Das Schöpfrad ist gleichzeitig der Wasserantrieb der Anlage und das Fördergerät für das Bewässerungs-Wasser. Insgesamt besteht ein Wasserschöpfrad aus über 500 Teilen. Es wird durch mehr als 300 Holzkeile und Holznägel zusammengehalten. Ausser Wellenzapfen und Spannringen an der Welleund den Fassringen an den Kümpfen sind alle Teile aus Holz.

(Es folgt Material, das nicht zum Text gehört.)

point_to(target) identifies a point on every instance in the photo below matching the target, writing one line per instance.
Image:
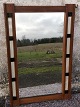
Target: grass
(35, 67)
(39, 70)
(26, 56)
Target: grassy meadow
(39, 64)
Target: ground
(38, 67)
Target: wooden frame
(9, 11)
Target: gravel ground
(40, 90)
(73, 102)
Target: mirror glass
(39, 52)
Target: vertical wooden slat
(9, 8)
(71, 9)
(8, 54)
(15, 54)
(64, 52)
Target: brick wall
(76, 50)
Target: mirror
(39, 52)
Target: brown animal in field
(50, 52)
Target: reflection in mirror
(39, 51)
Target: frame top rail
(40, 9)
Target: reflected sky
(39, 25)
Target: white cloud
(39, 25)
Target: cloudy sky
(39, 25)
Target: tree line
(28, 42)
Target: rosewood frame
(9, 11)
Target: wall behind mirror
(39, 52)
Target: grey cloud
(39, 25)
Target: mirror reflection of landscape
(39, 52)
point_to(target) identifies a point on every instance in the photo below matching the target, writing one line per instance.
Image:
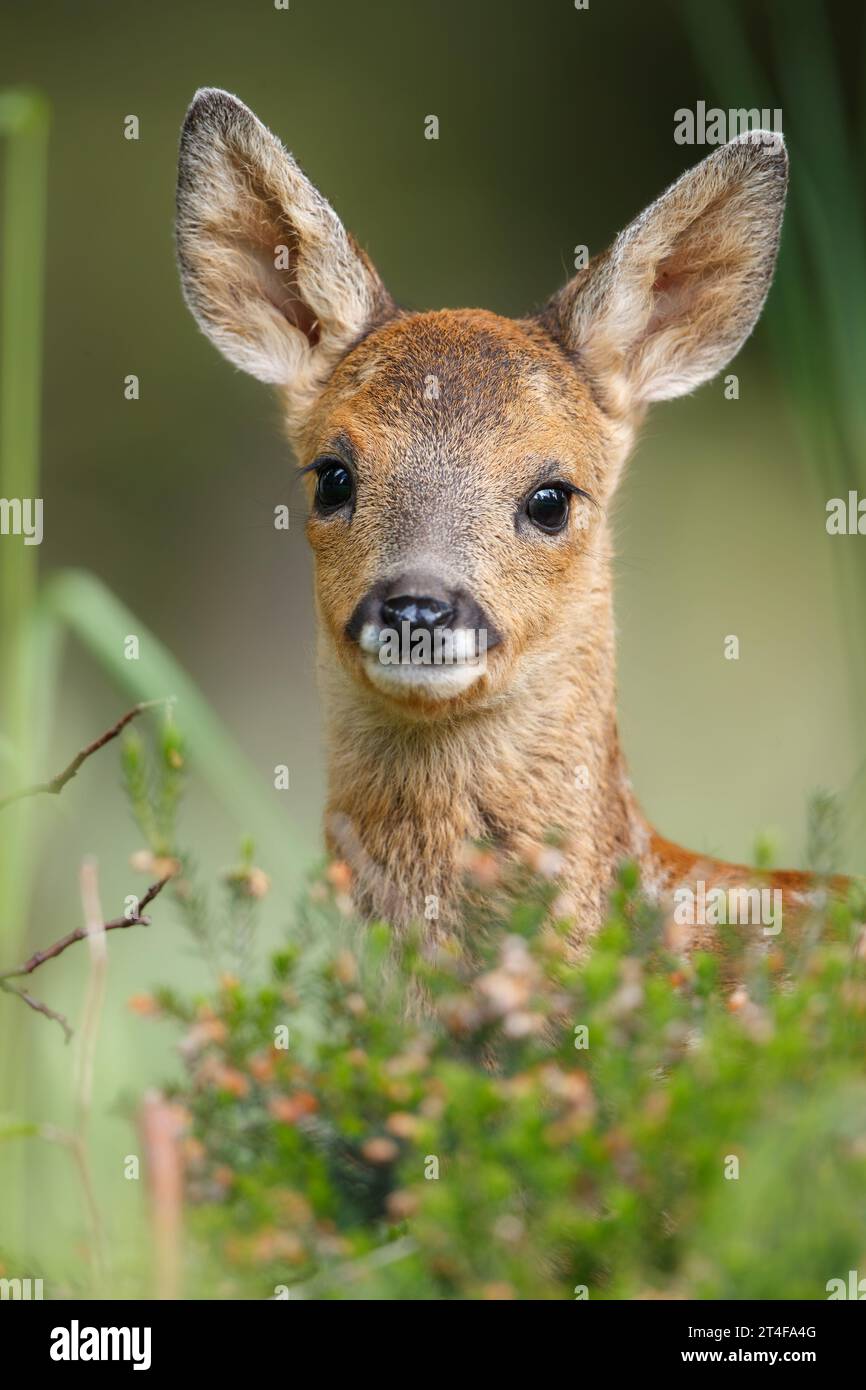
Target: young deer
(460, 467)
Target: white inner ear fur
(268, 270)
(680, 289)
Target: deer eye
(548, 509)
(334, 487)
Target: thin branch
(39, 1007)
(56, 784)
(116, 925)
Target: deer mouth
(435, 665)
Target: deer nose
(420, 612)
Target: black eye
(548, 509)
(334, 487)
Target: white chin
(430, 681)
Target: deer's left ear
(680, 289)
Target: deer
(460, 469)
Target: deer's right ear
(267, 267)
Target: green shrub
(492, 1119)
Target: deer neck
(405, 795)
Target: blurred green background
(555, 129)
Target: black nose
(419, 612)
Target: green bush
(492, 1119)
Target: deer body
(459, 470)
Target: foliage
(494, 1119)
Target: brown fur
(439, 484)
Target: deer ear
(267, 267)
(680, 289)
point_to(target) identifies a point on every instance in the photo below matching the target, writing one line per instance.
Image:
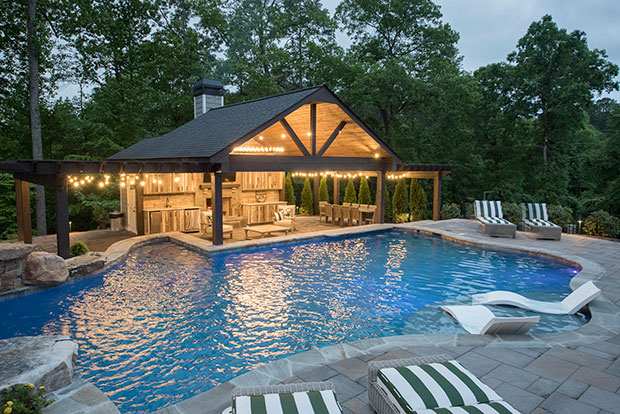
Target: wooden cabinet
(260, 213)
(172, 219)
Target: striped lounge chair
(302, 398)
(536, 220)
(430, 385)
(489, 213)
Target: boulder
(44, 268)
(40, 360)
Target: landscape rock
(40, 360)
(44, 268)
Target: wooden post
(380, 197)
(313, 128)
(315, 199)
(140, 222)
(217, 218)
(24, 220)
(336, 190)
(62, 217)
(436, 195)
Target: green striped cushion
(493, 220)
(488, 208)
(497, 407)
(310, 402)
(435, 385)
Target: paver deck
(578, 373)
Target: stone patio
(572, 372)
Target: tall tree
(35, 113)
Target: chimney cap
(208, 86)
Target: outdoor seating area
(349, 214)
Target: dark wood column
(436, 195)
(336, 190)
(62, 217)
(315, 199)
(218, 219)
(24, 219)
(380, 197)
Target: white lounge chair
(536, 220)
(480, 321)
(585, 294)
(489, 213)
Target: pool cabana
(309, 130)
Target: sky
(490, 29)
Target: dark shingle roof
(210, 133)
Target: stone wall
(12, 259)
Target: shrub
(389, 213)
(349, 192)
(399, 201)
(601, 223)
(512, 212)
(449, 211)
(560, 215)
(417, 200)
(79, 249)
(364, 194)
(289, 193)
(307, 203)
(21, 399)
(323, 193)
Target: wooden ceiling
(352, 141)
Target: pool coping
(605, 321)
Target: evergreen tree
(289, 193)
(399, 201)
(349, 192)
(417, 200)
(307, 203)
(323, 193)
(364, 194)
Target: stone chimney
(208, 94)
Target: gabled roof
(212, 132)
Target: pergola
(309, 130)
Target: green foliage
(323, 193)
(22, 399)
(450, 211)
(399, 201)
(364, 192)
(601, 223)
(512, 212)
(560, 215)
(289, 193)
(307, 204)
(417, 200)
(349, 192)
(79, 249)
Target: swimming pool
(168, 322)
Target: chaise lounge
(429, 385)
(572, 304)
(536, 220)
(479, 320)
(489, 213)
(302, 398)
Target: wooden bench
(266, 229)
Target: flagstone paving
(564, 373)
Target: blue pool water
(167, 322)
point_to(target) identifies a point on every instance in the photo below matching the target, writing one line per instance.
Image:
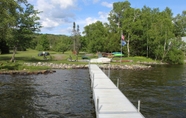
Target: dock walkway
(109, 101)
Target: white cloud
(90, 20)
(103, 15)
(106, 4)
(95, 1)
(55, 12)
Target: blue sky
(57, 16)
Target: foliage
(148, 32)
(43, 43)
(19, 22)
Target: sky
(57, 16)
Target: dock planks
(109, 101)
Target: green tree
(95, 37)
(43, 43)
(25, 25)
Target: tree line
(147, 32)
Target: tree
(95, 37)
(7, 19)
(180, 24)
(25, 25)
(43, 43)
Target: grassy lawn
(31, 56)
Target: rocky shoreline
(85, 66)
(72, 66)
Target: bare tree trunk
(13, 56)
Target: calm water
(67, 93)
(161, 90)
(64, 94)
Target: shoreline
(140, 66)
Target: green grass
(31, 56)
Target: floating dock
(109, 101)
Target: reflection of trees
(16, 98)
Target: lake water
(67, 93)
(64, 94)
(161, 90)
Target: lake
(67, 93)
(161, 90)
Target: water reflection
(162, 90)
(64, 94)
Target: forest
(146, 32)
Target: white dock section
(109, 101)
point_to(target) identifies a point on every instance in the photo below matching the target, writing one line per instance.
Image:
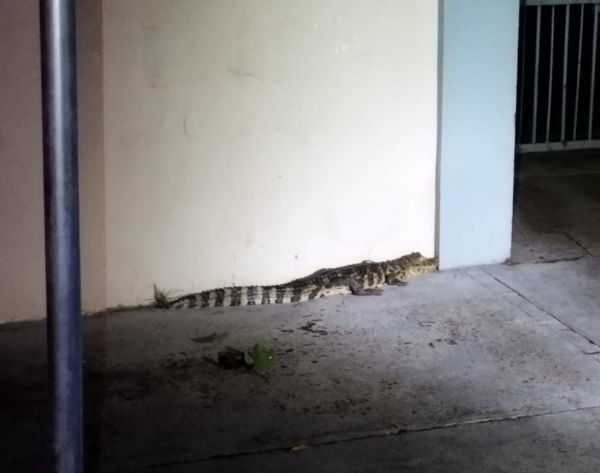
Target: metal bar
(63, 278)
(523, 43)
(536, 3)
(578, 75)
(558, 146)
(593, 84)
(537, 72)
(551, 74)
(565, 63)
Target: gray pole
(61, 200)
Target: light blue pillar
(478, 91)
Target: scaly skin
(365, 278)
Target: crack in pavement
(549, 314)
(395, 431)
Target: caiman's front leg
(359, 290)
(395, 281)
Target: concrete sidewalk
(490, 369)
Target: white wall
(22, 283)
(478, 101)
(22, 266)
(253, 141)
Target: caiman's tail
(239, 296)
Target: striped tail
(245, 295)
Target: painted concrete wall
(479, 54)
(22, 267)
(252, 141)
(22, 283)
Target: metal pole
(63, 280)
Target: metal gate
(558, 106)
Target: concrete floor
(490, 369)
(557, 207)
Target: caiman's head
(415, 264)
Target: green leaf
(213, 337)
(262, 357)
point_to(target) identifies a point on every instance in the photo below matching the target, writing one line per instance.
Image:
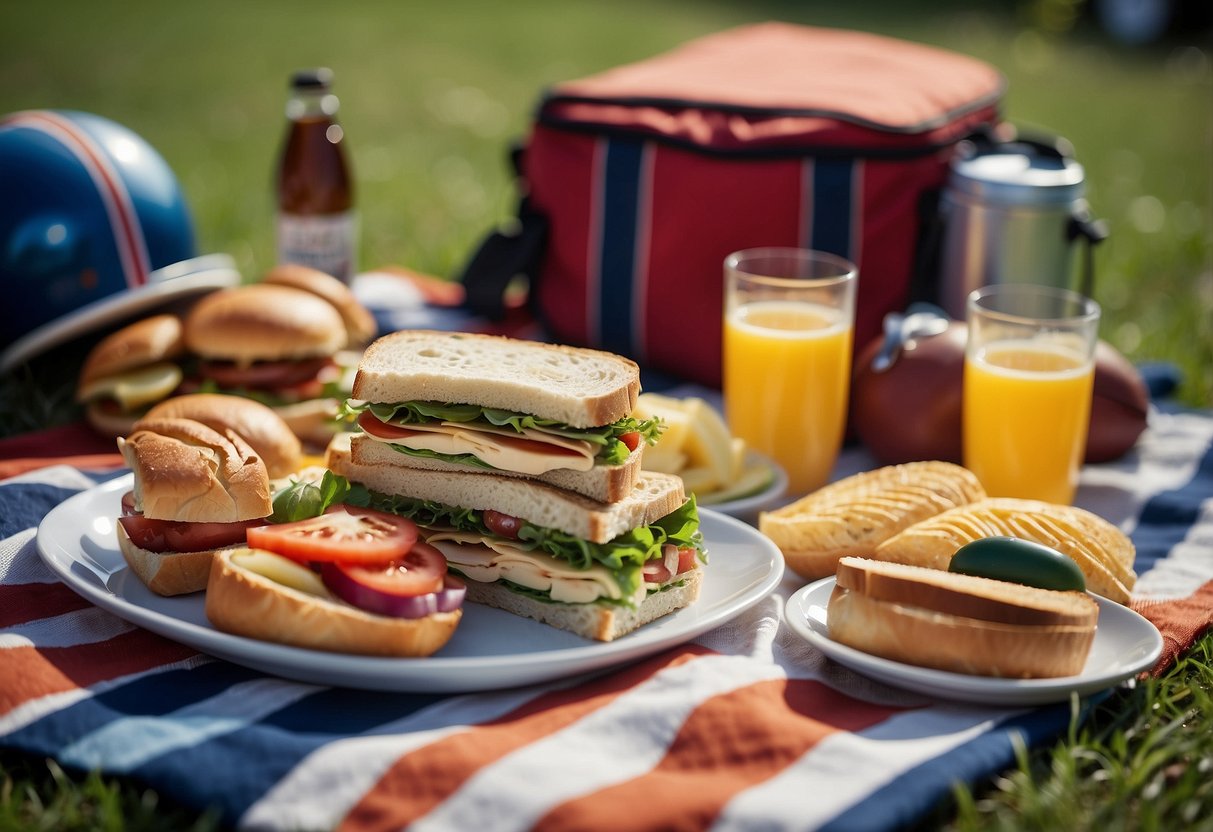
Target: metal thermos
(1012, 212)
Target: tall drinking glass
(789, 315)
(1029, 372)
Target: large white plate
(490, 649)
(1125, 645)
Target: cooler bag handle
(516, 249)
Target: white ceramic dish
(490, 649)
(171, 283)
(1125, 645)
(747, 508)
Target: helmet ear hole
(90, 211)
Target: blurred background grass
(433, 93)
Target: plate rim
(459, 673)
(752, 503)
(961, 687)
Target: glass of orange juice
(1029, 372)
(789, 315)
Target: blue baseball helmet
(89, 212)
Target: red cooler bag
(644, 177)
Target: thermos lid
(1017, 174)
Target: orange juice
(786, 380)
(1026, 411)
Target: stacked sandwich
(522, 463)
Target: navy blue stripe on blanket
(1168, 516)
(278, 742)
(620, 209)
(907, 798)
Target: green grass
(432, 95)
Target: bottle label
(326, 243)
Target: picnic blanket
(746, 727)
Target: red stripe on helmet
(127, 233)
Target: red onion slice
(376, 600)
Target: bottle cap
(319, 78)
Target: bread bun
(166, 573)
(360, 325)
(571, 385)
(260, 426)
(152, 346)
(267, 323)
(1103, 552)
(958, 622)
(858, 513)
(245, 603)
(912, 410)
(186, 471)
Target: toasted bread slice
(603, 483)
(855, 514)
(1102, 551)
(570, 385)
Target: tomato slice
(658, 571)
(421, 571)
(182, 536)
(506, 525)
(343, 534)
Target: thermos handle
(1092, 232)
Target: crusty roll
(186, 471)
(960, 622)
(360, 325)
(1103, 552)
(596, 621)
(263, 323)
(130, 369)
(166, 573)
(245, 603)
(266, 432)
(855, 514)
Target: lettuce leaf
(624, 556)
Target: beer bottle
(317, 224)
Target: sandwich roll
(299, 610)
(360, 325)
(130, 370)
(1103, 552)
(260, 426)
(960, 624)
(858, 513)
(463, 402)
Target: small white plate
(490, 648)
(171, 283)
(1125, 645)
(747, 508)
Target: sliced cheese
(485, 559)
(137, 387)
(528, 452)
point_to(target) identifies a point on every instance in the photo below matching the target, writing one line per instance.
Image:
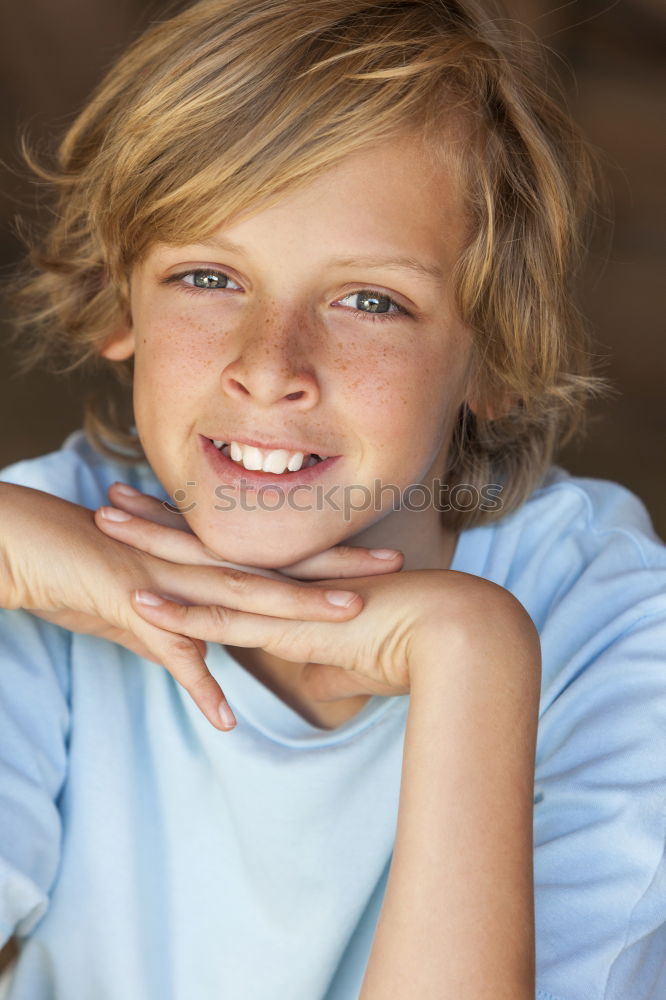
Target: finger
(345, 561)
(181, 656)
(237, 590)
(294, 641)
(154, 537)
(164, 512)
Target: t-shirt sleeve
(34, 724)
(600, 825)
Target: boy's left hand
(406, 616)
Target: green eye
(372, 301)
(209, 279)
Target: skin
(282, 355)
(286, 352)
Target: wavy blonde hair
(235, 101)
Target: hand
(373, 652)
(55, 563)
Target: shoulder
(78, 473)
(586, 537)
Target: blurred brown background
(611, 57)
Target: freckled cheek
(173, 355)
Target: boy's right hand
(56, 563)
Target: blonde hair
(236, 101)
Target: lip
(236, 476)
(307, 449)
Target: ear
(488, 409)
(119, 345)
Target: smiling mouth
(277, 461)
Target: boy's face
(290, 329)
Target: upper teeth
(258, 459)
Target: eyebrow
(432, 271)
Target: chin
(260, 549)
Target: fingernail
(146, 597)
(341, 598)
(226, 715)
(113, 514)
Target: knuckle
(235, 579)
(181, 647)
(220, 616)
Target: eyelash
(356, 313)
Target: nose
(271, 367)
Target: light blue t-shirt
(146, 856)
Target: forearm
(457, 921)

Das Schöpfrad besteht aus folgenden Teilen:

Welle
Die etwa 35 cm dicke Welle aus Eichenholz hat an jedem Ende einen Stahl-Spannring als Schutz gegen Aufsplitterung und einen Stahlzapfen. Die Stahlzapfen werden in einem Lagerbock („Anwelle“) aus Eichenholz gelagert. Dadurch entsteht ein Gleitlager Metall auf Holz mit Wasserschmierung. Die Welle hat an jedem Ende drei rechteckige Durchbrüche zur Aufnahme der drei Arme für den Radkranz.
Radkranz
Das Schöpfrad hat zwei Radkränze. Je drei „Arme“ bilden die sechs Speichen für einen Radkranz. Je sechs „Kümmerlinge“ werden jeweils an den Speichen mit „Schetterbrettern“ und „Schetternägeln“ zu einem Radkranz verbunden. Die Kümmerlinge werden aus passend krumm gewachsenem Kiefernholz gefertigt.
Schaufelbretter
Schaufelbrett
und Wasserband mit Froschkeil
Jedes Schöpfrad wird von 24 Schaufelbrettern angetrieben. Sie werden auf beiden Seiten mit je einem „Wasserband“ und einem „Froschkeil“ befestigt. Wasserbänder sind Bänder aus Eichenholz, die einige Zeit in heissem Wasser gekocht werden, um sie in die gewünschte Form biegen zu können. Sie werden um das senkrecht auf dem Radkranz liegende Schaufelbrett gelegt, die Enden durch eine Bohrung im Schaufelrad gesteckt und von hinten mit dem einem Rundholzzapfen verkeilt.
Schöpfeimer
Kümpfe
Die Schöpfeimer oder „Kümpfe“ transportieren das Bewässerungs-Wasser aus dem Fluss ins Bewässerungssystem. Die Kümpfe werden in alter Handwerkstradition der Küfer bis auf die drei eisernen Spannreifen komplett aus Holz gefertigt. Die Kümpfe werden mit je zwei Kumfnägeln aus Eichenholz am Radkranz befestigt. Damit die Kümpfe beim Ausgiessen das Wasser in den Trog schütten können, müssen sie etwas schräg von Radkranz weg zeigend befestigt werden. Das erreicht man dadurch, dass der Ausguss des hinteren Kumpfes auf dem unteren Bauch des vorderen Kumpfes liegend befestit wird. Der Kumfnagel wird also immer durch je zwei Kümfe gesteckt und in den dahinterliegenden Radkranz getrieben.
Ein einfaches Schöpfrad trägt 24 Kümpfe am landseitigen Radkranz. Ein doppeltes Schöpfrad trägt 48 Kümpfe, je 24 landseitig und 24 flussseitig. Jeder Eimer fasst gut 30 Liter, tranportiert aber nur etwa 10 Liter bis ganz nach oben. Ein Rad schöpft also 240 (Einzelrad) oder 480 Liter (Doppelrad) je Umdrehung.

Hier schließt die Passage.